Living independently as senior citizens, we have been posed with a hard fact and harsh reality over this last misadventure in American healthcare– It’s not a question of If. It’s a question of When. Something Happens. It could be a knee or hip replacement planned surgery or to remedy an age-related illness or to address an unplanned sports injury, a car accident, or a recurring adverse effect from vaccine injury.
The length of hospital stay can be elusive. It depends on getting the right bed at the right time for the proper treatment. Incorrectly placed patients either end up on an overcrowded floor, understaffed, with the wrong level of care, and/or being treated by clinical staff who do not specialize in their condition, leading to slower recovery times or complications. One RN’s philosophy was that a hospital is not a place for quiet and recovery—a reality check. And there’s a need to decrease hospital-acquired conditions.
Hospitals like to move people out as quickly as possible because their reimbursements are tied to the condition being treated. Rehab hospitals are less expensive, and bills are usually tied to Medicare reimbursement. While their primary goal is attainable levels of physical, cognitive, emotional, psychological, social, and economic usefulness and, after that, an individual’s ability to function optimally, a recent study found that rehab hospitals are dangerous places where mistakes are common.

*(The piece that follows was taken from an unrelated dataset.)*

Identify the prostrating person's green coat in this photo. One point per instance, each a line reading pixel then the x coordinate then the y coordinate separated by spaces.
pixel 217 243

Merriam-Webster defines Iatrogenesis as: “inadvertent and preventable induction of disease or complications by the medical treatment or procedures of a physician or surgeon.” A Department of Health and Human Services Office of the Inspector General report (2016) shows that 29 percent of Medicare beneficiaries experienced adverse events during their rehab, resulting in temporary harm, prolonged stays, or transfers to other hospitals; permanent injury; life-sustaining interventions; or death.
Physicians attributed much of the preventable harm to substandard treatment, inadequate patient monitoring, and failure to provide needed treatment– ergo, Yuri’s third near-death experience.
Ensuring that he receives appropriate services that meet standards for quality and are not exposed to infectious agents represented a major challenge for me. I couldn’t check out the rehab personally because Yuri would have been left alone over the weekend, and the hospital was a ghost town on weekends. Roaming the halls Saturday morning with a security officer looking for an open cafe reminded me of the Breakfast Club movie– empty, echoing corridors with limited healthy snacks in vending machines.
The website photos looked beautiful, so I thought this rehab would be a good choice for Yuri, who is vaccine-injured, immunosuppressed, and a recent survivor of another autoimmune attack and pneumonia. After his miraculous rebound that astounded and confounded the doctors, he was given the okay to get into a different rehab that would help his physical recovery. I thought Yuri would get good care, good treatment, and good therapy.
We’re not in Kansas anymore, although I cannot say that being surrounded by fields and fields and fields of corn now in harvest season doesn’t have me feeling I am in the Midwest and on the lookout for tornadoes (and keeping a watchful eye for ruby slippers). However, we are also not in Chester, New Jersey, where Yuri’s stay at Kessler Institute for Rehabilitation was a positive experience in a clean, safe environment, an essential setting for his positive outcome.
I arrived fifteen minutes after Yuri was transported to Cadia Pike Creek, Wilmington, Delaware. One step into this semi-private room, I knew I was taking him home! The smell of BM defecation permeated the cramped “semi-private” space that looked like an abandoned motel room. Dank and gray walls and floor, it was dirty and decrepit. The worst I could have ever imagined. Yuri lay on a bed set low, inches off the floor, and covered with a dirty-looking duvet cover. Dirty laundry in the corner. The hallway was noisy and chaotic. No way was I going to allow another minute there.
We made our decision known to the admin, who could not understand our unhappiness. What did we expect? We expected what was displayed on the website—fraudulent advertising. Buyer beware. It insults seniors who have no choice but to take this crap. Since the days of decades ago, when my father experienced rehab, I vowed never to let anyone I loved go through such awful, painfully indignant scenarios.
With a grateful look and despite his fragile state, Yuri made a monumental effort to leave the premises. It took every ounce of strength for him to climb into the passenger seat– riding shotgun– and escape in our getaway car. I couldn’t drive out of the parking lot fast enough. It’s going to be DIY in coordination with our doctors. We spent the evening relaxed and happy with our decision. Better food and clean, comfortable surroundings are the best care we can afford. Being together after a three-week hospital-rehab-hospital situation was long enough. Carpe diem.
So, if you or someone you love has to go into a rehab facility, beware: there is roughly a one in three chance there will be harm caused by the care, i.e., medication errors, bedsores, falls, or infections. Preventable. Do not assume the patient will be protected. Anyone entering such a facility needs an advocate warrior with Ninja vigilance.